Cette situation symbolise pour le lecteur moderne l’idée de la mémoire traumatique dans le cadre de grandes crises. La coupure avec le passé, forcée par le déluge, impose un modèle de résilience basé non pas sur le souvenir de ce qui a été perdu, mais sur la capacité de l’individu à maintenir une cohésion personnelle malgré une rupture. Ce type de résilience, fondée sur une mémoire réduite, pousse Noé à se concentrer sur une mission spirituelle : recréer un ordre divin et humain sans se perdre dans la nostalgie d’un passé révolu. Pour le lecteur contemporain, cette dynamique peut évoquer le besoin de se défaire d’un passé accablant pour bâtir un avenir où l’identité est basée sur des valeurs renouvelées.


2. Ulysse et l’intermittence de la mémoire

Le cas d’Ulysse, quant à lui, est marqué par une mémoire intermittente : des épisodes de son voyage comme ceux de l’île des Lotophages ou du royaume de Circé, où l’oubli est provoqué, mettent à l’épreuve sa capacité à préserver ses souvenirs. Le long de son parcours, il subit des pertes, se transforme, mais reste soutenu par la mémoire de son foyer, Ithaque, et par les souvenirs de sa famille qui nourrissent sa volonté de retour.

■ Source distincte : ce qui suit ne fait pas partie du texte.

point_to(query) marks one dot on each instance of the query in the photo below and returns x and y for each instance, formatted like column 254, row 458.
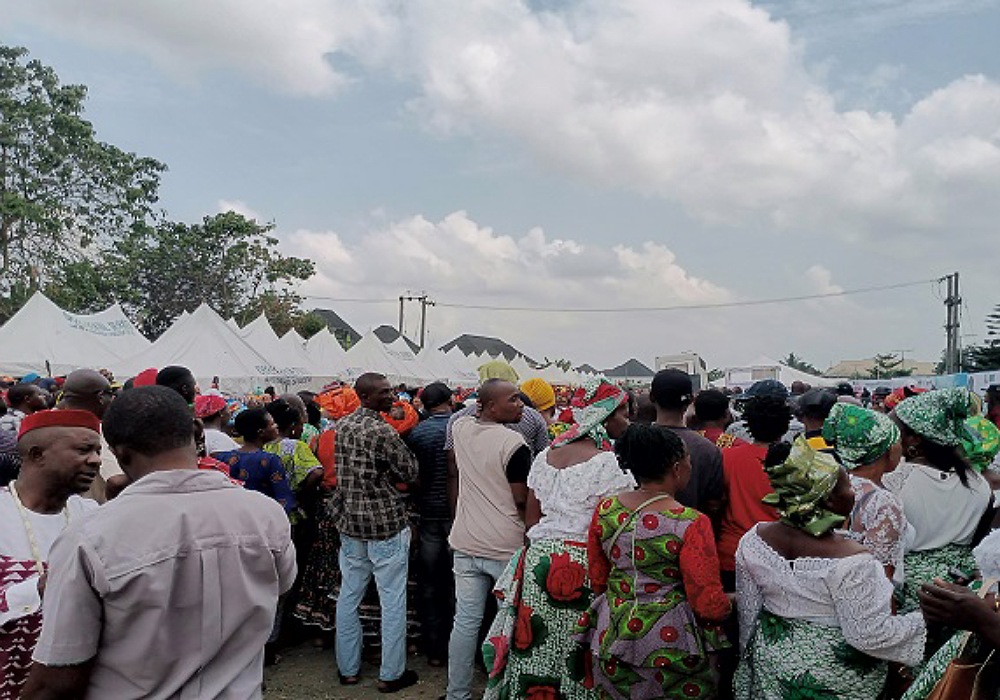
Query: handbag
column 970, row 675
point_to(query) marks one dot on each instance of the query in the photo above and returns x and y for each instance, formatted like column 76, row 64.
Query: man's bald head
column 86, row 390
column 59, row 460
column 85, row 381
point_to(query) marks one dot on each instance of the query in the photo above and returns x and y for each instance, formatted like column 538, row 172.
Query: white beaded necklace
column 30, row 531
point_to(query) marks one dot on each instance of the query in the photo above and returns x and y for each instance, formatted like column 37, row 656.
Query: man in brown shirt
column 170, row 589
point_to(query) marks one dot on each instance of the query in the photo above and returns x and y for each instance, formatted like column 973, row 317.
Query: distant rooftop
column 477, row 344
column 632, row 368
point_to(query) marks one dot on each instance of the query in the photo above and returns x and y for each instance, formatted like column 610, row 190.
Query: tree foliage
column 227, row 261
column 796, row 362
column 986, row 356
column 888, row 365
column 61, row 189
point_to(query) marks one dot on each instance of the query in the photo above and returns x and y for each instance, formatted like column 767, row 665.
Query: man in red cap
column 60, row 457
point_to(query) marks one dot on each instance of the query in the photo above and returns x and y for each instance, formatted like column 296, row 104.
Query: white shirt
column 569, row 496
column 941, row 509
column 171, row 588
column 22, row 597
column 851, row 593
column 218, row 441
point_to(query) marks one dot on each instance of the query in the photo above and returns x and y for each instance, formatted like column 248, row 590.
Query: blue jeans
column 474, row 579
column 388, row 560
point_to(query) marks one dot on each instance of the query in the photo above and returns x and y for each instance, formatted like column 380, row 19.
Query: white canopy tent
column 290, row 356
column 326, row 353
column 208, row 346
column 43, row 338
column 766, row 368
column 445, row 370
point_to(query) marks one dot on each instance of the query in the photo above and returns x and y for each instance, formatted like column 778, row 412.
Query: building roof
column 338, row 326
column 388, row 334
column 864, row 368
column 631, row 368
column 478, row 344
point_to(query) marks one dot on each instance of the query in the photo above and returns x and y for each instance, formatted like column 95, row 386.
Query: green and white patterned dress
column 817, row 628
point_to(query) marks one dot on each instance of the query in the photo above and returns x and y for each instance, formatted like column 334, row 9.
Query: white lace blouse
column 851, row 593
column 941, row 509
column 569, row 496
column 878, row 523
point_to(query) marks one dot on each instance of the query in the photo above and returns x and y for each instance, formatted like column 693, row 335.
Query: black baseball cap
column 671, row 387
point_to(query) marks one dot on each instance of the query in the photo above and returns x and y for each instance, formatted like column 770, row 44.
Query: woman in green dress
column 652, row 630
column 815, row 607
column 949, row 504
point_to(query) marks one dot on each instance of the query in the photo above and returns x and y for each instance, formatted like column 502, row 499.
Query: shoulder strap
column 635, row 512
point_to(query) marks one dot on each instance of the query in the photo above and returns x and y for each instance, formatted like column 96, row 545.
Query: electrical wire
column 639, row 309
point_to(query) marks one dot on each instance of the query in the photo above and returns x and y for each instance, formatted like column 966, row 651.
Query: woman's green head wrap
column 938, row 415
column 981, row 443
column 802, row 484
column 858, row 435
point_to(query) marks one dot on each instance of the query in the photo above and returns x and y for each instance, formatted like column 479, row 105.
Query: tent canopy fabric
column 43, row 338
column 209, row 347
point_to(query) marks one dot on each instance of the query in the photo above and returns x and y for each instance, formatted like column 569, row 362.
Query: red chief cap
column 208, row 405
column 146, row 377
column 58, row 417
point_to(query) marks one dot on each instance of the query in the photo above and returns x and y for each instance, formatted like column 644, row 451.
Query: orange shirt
column 745, row 483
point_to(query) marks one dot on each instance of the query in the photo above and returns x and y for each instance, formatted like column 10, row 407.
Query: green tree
column 61, row 189
column 986, row 356
column 889, row 365
column 796, row 362
column 227, row 261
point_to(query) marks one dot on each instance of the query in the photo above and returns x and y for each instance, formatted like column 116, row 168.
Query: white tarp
column 766, row 368
column 444, row 370
column 396, row 361
column 208, row 346
column 291, row 358
column 43, row 338
column 326, row 354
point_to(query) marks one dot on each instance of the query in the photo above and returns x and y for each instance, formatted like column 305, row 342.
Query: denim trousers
column 436, row 585
column 388, row 561
column 474, row 579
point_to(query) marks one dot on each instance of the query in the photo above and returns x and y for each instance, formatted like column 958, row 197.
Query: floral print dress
column 651, row 631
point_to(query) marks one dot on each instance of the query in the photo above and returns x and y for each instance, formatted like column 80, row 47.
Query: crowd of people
column 160, row 541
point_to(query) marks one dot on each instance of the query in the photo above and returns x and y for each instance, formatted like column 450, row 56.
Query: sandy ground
column 308, row 673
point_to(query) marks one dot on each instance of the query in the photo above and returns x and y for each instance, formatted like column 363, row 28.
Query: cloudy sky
column 588, row 154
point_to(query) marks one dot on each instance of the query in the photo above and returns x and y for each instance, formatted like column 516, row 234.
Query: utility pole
column 425, row 301
column 952, row 326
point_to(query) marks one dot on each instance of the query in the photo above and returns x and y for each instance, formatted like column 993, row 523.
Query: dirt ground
column 308, row 673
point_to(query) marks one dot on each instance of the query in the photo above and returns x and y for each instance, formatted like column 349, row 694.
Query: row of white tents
column 45, row 339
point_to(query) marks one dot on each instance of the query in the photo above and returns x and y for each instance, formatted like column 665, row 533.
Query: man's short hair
column 365, row 384
column 173, row 375
column 434, row 395
column 711, row 405
column 150, row 420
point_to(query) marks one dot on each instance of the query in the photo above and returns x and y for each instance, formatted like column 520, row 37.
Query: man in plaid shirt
column 374, row 466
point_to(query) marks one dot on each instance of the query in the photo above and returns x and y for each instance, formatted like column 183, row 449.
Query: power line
column 679, row 307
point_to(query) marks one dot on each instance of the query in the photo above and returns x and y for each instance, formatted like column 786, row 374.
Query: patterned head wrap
column 858, row 435
column 801, row 484
column 938, row 415
column 981, row 443
column 591, row 405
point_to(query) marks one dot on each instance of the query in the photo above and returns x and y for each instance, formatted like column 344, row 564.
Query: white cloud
column 240, row 207
column 705, row 103
column 459, row 261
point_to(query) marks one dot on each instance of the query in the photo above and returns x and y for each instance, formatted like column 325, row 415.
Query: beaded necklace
column 30, row 531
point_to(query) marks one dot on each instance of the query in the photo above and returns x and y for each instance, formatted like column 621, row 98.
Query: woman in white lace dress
column 815, row 607
column 867, row 444
column 529, row 650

Les épisodes où Ulysse est méconnaissable ou doit cacher son identité à son retour symbolisent également la manière dont la mémoire de soi peut se modifier dans des contextes de transformation extrême. Lorsqu’il arrive enfin à Ithaque, la reconnaissance est un processus progressif : il ne retrouve sa place qu’après avoir réaffirmé son identité en prouvant son endurance et sa ruse. Cette dynamique symbolise, pour le lecteur moderne, la nécessité de se redéfinir et de confirmer son identité après une longue absence ou après des transformations vécues.


En contraste avec Noé, Ulysse incarne une résilience fondée sur la réintégration progressive des souvenirs et de l’identité dans un contexte social où d’autres peuvent témoigner de son passé. Son retour en tant que roi d’Ithaque dépend de sa capacité à réactiver des liens qui le définissent au sein de sa communauté. Ce processus peut faire écho pour le lecteur actuel à l’expérience de ceux qui, après un éloignement ou une épreuve, cherchent à renouer avec leur propre histoire tout en intégrant les changements survenus.


3. Mémoire et oubli : réflexion sur l’identité et la personne

Ces deux récits permettent de penser la constitution de l’identité à travers la mémoire et l’oubli. Noé et Ulysse représentent deux manières de répondre à une rupture avec le monde ancien : l’un par la redéfinition en dehors de tout ancrage dans le passé humain, l’autre par la réintégration dans un monde qui reconnaît des éléments de ce passé.


Pour le lecteur contemporain, cela offre une réflexion précieuse sur le rapport entre l’individu et le collectif dans la construction de la personne. La mémoire collective, qu’elle soit effacée ou réactivée, joue un rôle dans la manière dont un individu se situe face à un groupe ou une culture. Dans un monde en perpétuelle transformation, la capacité d’un individu à garder, transformer, ou réinventer sa mémoire devient centrale dans la construction d’une identité solide.



Conclusion

Cette analyse parallèle des périples de Noé et Ulysse met en exergue le thème de la constitution de la personne par la complémentarité de processus antagonistes : stabilité et mouvement, départ et retour, repli et ouverture, préservation et renouvellement, mémoire et l’oubli. Ces dynamiques différentes constituent un continuum cohérent pour le fondement de la personne : une identité humaine stable ne se fonde pas sur un souvenir fixe, mais sur la capacité à traverser des changements tout en maintenant des valeurs qui permettent à la personne de rester en cohérence avec elle-même et son environnement. Dans cette perspective, le concept du kaïros, moment de décision et d’équilibre, révèle un point de convergence où la personne se définit non par une stabilité immuable, ni par une plasticité sans ancrage, mais par l’intégration dynamique des expériences et des choix.